A mirage of economic prosperity
The site celebrates the economic windfall of natural gas: jobs, investments, growth. These promises echo hollow in an era where renewables are emerging as the true economic drivers. Solar and wind industries are outpacing fossil fuels in job creation, fueled by lower operational costs and advancements in technology. Moreover, the fossil fuel narrative conveniently ignores the looming specter of stranded assets—billions of dollars sunk into infrastructure that could become obsolete as the world pivots toward net-zero goals.
Communities dependent on fossil fuels face a cruel paradox. While the industry funds short-term livelihoods, it jeopardizes their long-term resilience, tethering them to a volatile market prone to geopolitical shocks and price instability. By contrast, renewable energy projects often operate at smaller, decentralized scales, fostering local ownership and resilience.
“Cleaner, greener, better.” That’s how the site pitches natural gas, sidestepping the environmental carnage it leaves in its wake. Hydraulic fracturing, or fracking, has poisoned water supplies, scarred landscapes, and triggered earthquakes. Methane leaks from aging pipelines carve invisible wounds in the atmosphere. While gas may emit less carbon dioxide than coal when burned, this reduction pales in the face of its full environmental footprint.
Even more insidious is the industry’s co-opting of “clean energy” rhetoric. By presenting gas as a low-emission alternative, it distracts from its role in perpetuating the fossil fuel paradigm. Real clean energy is abundant, inexhaustible, and free from the shackles of extraction economies.
False promises
The website paints natural gas as a guardian of energy reliability, framing renewables as fickle and untested. Yet real-world evidence contradicts this claim. Advances in battery storage, hydrogen technology, and grid balancing are enabling renewables to provide consistent, dependable power. Countries embracing these technologies are achieving energy independence without doubling down on fossil fuels.
The narrative of gas as an energy security linchpin exploits fear, preying on the uncertainties of energy transitions. It dismisses the innovative potential of communities and technologies ready to meet the challenge of sustainable energy.
Net Zero or Not Zero
Net-zero by 2050—an ambitious goal, or so it seems. Without concrete plans, milestones, or accountability, such commitments ring hollow. The gas industry’s net-zero rhetoric often relies on speculative solutions like carbon capture and storage, which remain economically unviable at scale. In reality, these pledges buy time for continued fossil fuel exploitation while deflecting scrutiny.
Industry fears
"Keeping the Country Running" reflects an industry grappling with its own obsolescence. It clings to power through misinformation, portraying gas as the lesser evil in a landscape where the stakes are existential. But the future it resists is already here, unfolding in wind farms, solar arrays, and innovative grids across the globe.

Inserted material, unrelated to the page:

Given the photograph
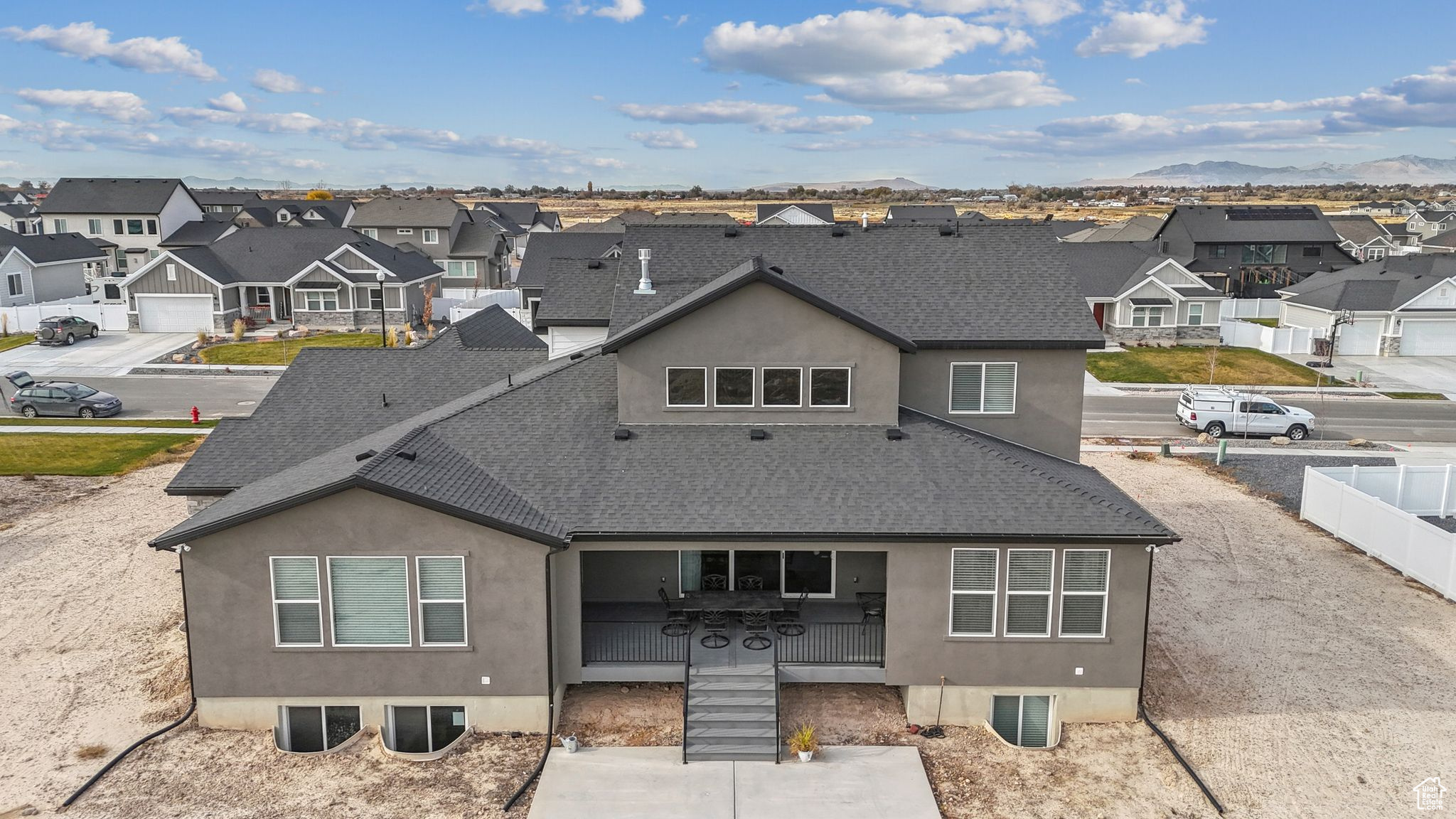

The website’s carefully constructed narrative aims not just to mislead but to delay. Every year we stay tethered to fossil fuels is a year stolen from the renewable revolution, a year the planet cannot afford.
The question isn’t whether Australia can transition to renewables—it’s whether we’ll let the gas industry delay it long enough to render the question moot.
As the sun sets over the Australian outback, the gas flares burn defiantly against the horizon. They are symbols of an industry at war with time, blazing into a future that demands we extinguish them for good. It’s not too late to pivot—to embrace the unyielding power of sun and wind, to rewrite the narrative of energy for a generation that refuses to be gaslit by the lies of the past.
The revolution waits. The only question is: will we rise to meet it?